Figure 1 first-class dictionary-based coding Concept
The idea of the second type of algorithms is to create a "Dictionary of the phrases" from the input data )". When a phrase already appears in the dictionary during data encoding, the encoder outputs the index number of the phrase in the dictionary, instead of the phrase itself. This concept 2 is shown in. A. Lempel and J. Ziv published an article about this encoding method for the first time in 1978, called lz78. Based on their research, Terry A. Welch published an article on the improvement of this encoding algorithm in 1984, and first applied this algorithm on the high-speed hard drive controller. Therefore, this encoding method was later called LZW (Lempel-Ziv Walch) compression encoding.
Figure 2 dictionary-based coding Concept
The basic idea of Lempel-Ziv series algorithms is to use location information to replace the original data for compression. during decompression, location information is used to restore the data, which is also called "dictionary-type" encoding. Currently, the industrial standard for compression algorithms in storage applications (ANSI, qic, IETF, FRF, TIA/EIA) is LZs (Lempel-Ziv-STAC), which is proposed and patented by STAC, the owner of the patent right is hfn, Inc .. Data Compression applications can significantly reduce the amount of data to be processed and stored. Generally, the data volume can be 2 to 1 ~ The compression ratio is.
In 1977, Jacob ZIV and Abraham Lempel described a sliding window-based caching technique used to save the recently processed text (J. ziv and. lempel, "A Universal Algorithm for sequential data compression", IEEE transaction on information theory, May 1977 ). This algorithm is generally called lz77. Lz77 and its variants found that words and phrases (Image Patterns in GIF) in the body stream are likely to be duplicated. When a duplicate occurs, the duplicate sequence can be replaced by a short encoding. The compression program scans such duplicates and generates encoding instead of Repeated sequences. Over time, encoding can be reused to capture new sequences. The algorithm must be designed as a decompression program to export the current ing in the encoding and original data sequence.
Figure 3 lz77 Algorithm
The lz77 (and its variants) compression algorithm uses two caches. The slide history cache contains N source characters that have been previously processed, and the forward cache contains the following l characters. The algorithm tries to match two or more characters starting from the forward cache with the string in the sliding history cache. If no match is found, the first character in the forward cache is output as a 9-bit character and moved into the sliding window. The longest character in the sliding window is removed. If a match is found, the algorithm continues scanning to find the longest match. Then match the string as the triple output (indicating the mark, pointer, and length ). For a string of k characters, the longest k characters in the sliding window are removed and the encoded k characters are moved into the window.
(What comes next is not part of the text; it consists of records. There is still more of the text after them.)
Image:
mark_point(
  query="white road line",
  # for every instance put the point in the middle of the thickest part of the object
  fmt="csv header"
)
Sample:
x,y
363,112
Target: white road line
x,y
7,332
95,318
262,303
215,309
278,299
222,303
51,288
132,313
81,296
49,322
Although lz77 is valid, it is suitable for the current input, but there are some shortcomings. The algorithm uses a limited window to search for matching in the previous text. For text blocks that are very long relative to the window size, many possible matches will be lost. The window size can be increased, but this will cause two losses: (1) the processing time of the algorithm will increase, because it must match the string of the forward cache at each position of the sliding window; (2) <pointer> the field must be longer to allow a longer jump.
The LZs algorithm is implemented based on lz77 and consists of two parts: Sliding Window and adaptive coding ). During compression, find the same block as the data to be processed in the sliding window, and use the offset value and block length of the block in the sliding window to replace the data to be processed, so as to implement compression and encoding. If the Sliding Window does not contain the same fields as the data block to be processed, or the offset value and length data exceed the length of the replaced data block, no replacement is performed. The implementation of LZs algorithms is very simple and easy to process, and can adapt to various high-speed applications.
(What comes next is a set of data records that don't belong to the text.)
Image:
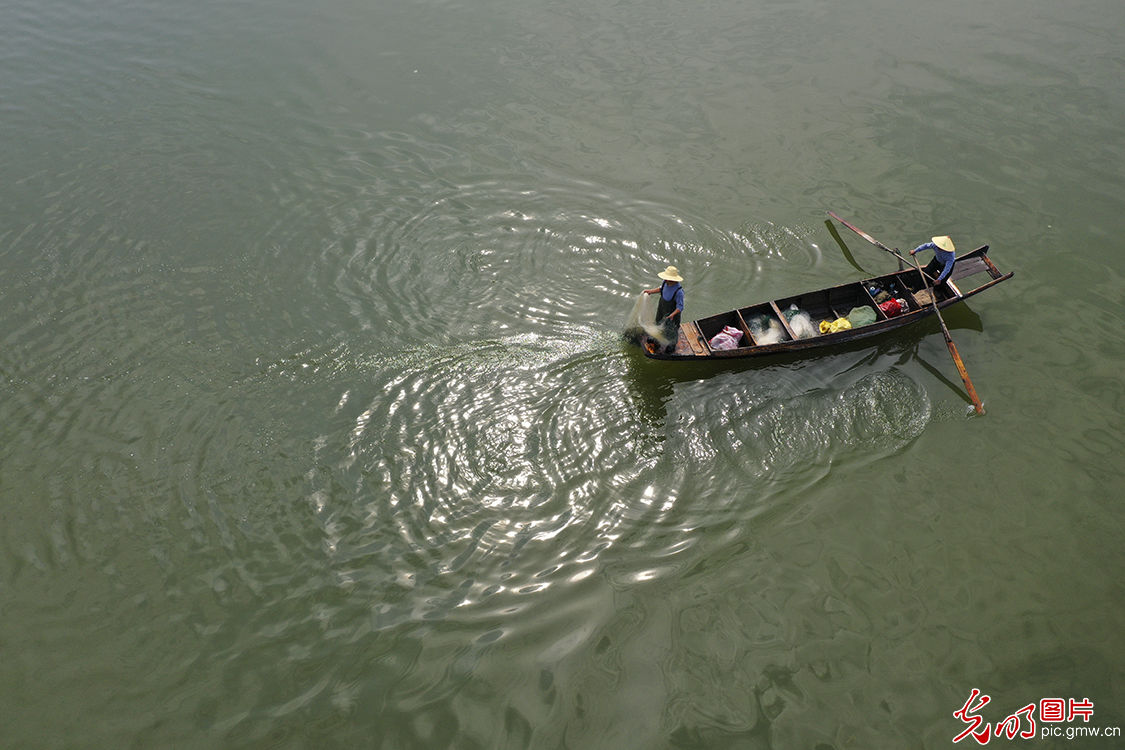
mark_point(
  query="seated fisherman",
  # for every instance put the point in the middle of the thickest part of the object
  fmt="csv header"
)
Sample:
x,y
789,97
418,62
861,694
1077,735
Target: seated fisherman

Lz77 solves the problem of no matching string in the window by outputting real characters, but this solution contains redundant information. The redundant information table has two aspects: a null pointer and an encoder may output additional characters which may be contained in the next matching string. The lzss algorithm solves this problem in a more effective way. The idea is that if the length of a matching string is longer than the length of the pointer itself, the pointer is output; otherwise, the actual characters are output. Since the output compressed data stream contains pointers and characters, an additional flag is required to distinguish them, that is, the ID bit.
In the same computing environment, the lzss algorithm can obtain a higher compression ratio than lz77, and the decoding is also simple. This is why this algorithm has become the basis for developing new algorithms. Many later developed File compression programs use lzss ideas, such as PKZIP, ARJ, lharc, and zoo. The difference is that the pointer length and window size are different. Lzss can also be used in combination with entropy encoding. For example, arj can be used in combination with Hoffmann encoding, while PKZIP is used in combination with Shannon-Fano. Later versions of lzss will also adopt Hoffmann encoding.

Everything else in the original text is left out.